Paper long abstract:
This paper aims to explore the ethical implications of conducting ethnographic research in caregiver support groups for dementia and Alzheimer's Café in Northern Italy. In those contexts, where the sharing of experiences is considered necessary for learning how to deal with the daily-life problems in a confidential and private place, people often resist the research imperative of generalizing personal experiences to a common experience and also refuse what they consider as useless uniform and abstract conceptions of illness and care, often present in heroic or tragic narrations. Furthermore, researching in low-threshold support services that set low control on users without clear ethical guidelines can result in the ambiguity of ethical principles to follow for not marginalizing cognitively impaired sick people or denying carers' feelings or exacerbating tensions between them. At the same time, this ambiguity opens up space to re-negotiate an ethnographic method that recognizes the value of individual experience and the travails of the researcher's emotional labor while stimulating the researcher and participants to rethink the construction of socially established roles. This paper will engage all these issues as well as the contemporary changes brought by the pandemic in terms of methodology and ethnographic ethical implications.
Paper short abstract:
Whereas anthropological analyses steadily embrace an ethics of dwelling, ethical procedures are often stuck in the grammar of mores. This paper will discuss the real-time consequences of pursuing an onto-ethico-epistemological entanglement in the design of research ethics with people with dementia.
Paper long abstract:
In their analysis of lived experience, anthropologists shift steadily to an ethics of dwelling and affirm the epistemic value of following embodied negotiations over mapping moral prescripts. Ethical procedures, however, tend to be frozen in the grammar of mores, rely on the identification of in/able participants and the confinement of ethnographic accountability, especially in research with 'vulnerable' selves. People with dementia are therefore often substituted by past, or even general 'selves', by kin or caregivers, hence re-affirming their inability to act 'properly' in this condition. Whereas analyses become increasingly emic and symmetric, research ethics are lagging behind in this regard.
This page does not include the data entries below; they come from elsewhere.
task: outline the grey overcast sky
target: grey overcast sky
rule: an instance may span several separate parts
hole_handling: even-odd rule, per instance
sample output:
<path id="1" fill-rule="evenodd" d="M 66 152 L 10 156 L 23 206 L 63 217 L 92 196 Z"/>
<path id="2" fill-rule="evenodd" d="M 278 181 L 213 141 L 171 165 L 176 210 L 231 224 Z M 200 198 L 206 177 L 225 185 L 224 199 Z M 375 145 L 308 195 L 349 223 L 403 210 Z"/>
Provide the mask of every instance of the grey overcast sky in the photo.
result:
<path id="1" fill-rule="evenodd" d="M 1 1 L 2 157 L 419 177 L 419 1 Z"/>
This paper discusses the consequences of taking an onto-ethico-epistemological entanglement seriously, and acknowledge that, as the hyphens express permanent co-creativity, also research ethics is co-emergent. A diary kept during the launch of research, where trust still needs to be gained and promises and compromises tend to be made, documents the emotions, conflicts, potentials and solutions that come with the realization of scientific and human endeavors to radicalize response-ability in dementia research ethics. Haunting questions disrupt the 'workplan' if all becomes entangled, affective and processual: Is translating an ethics of dwelling into ethical procedures feasible, even desirable? Can an onto-ethico-epistemology produce realist and comfortable research situations for people with dementia and their peers? Is it reproducible? Is it potentially violent to participants, caregivers and institutions, to disrupt 'good practices' with uncertainty and open-endedness? If ethics is situational and multiple, as is dwelling, how far can we follow without being lost?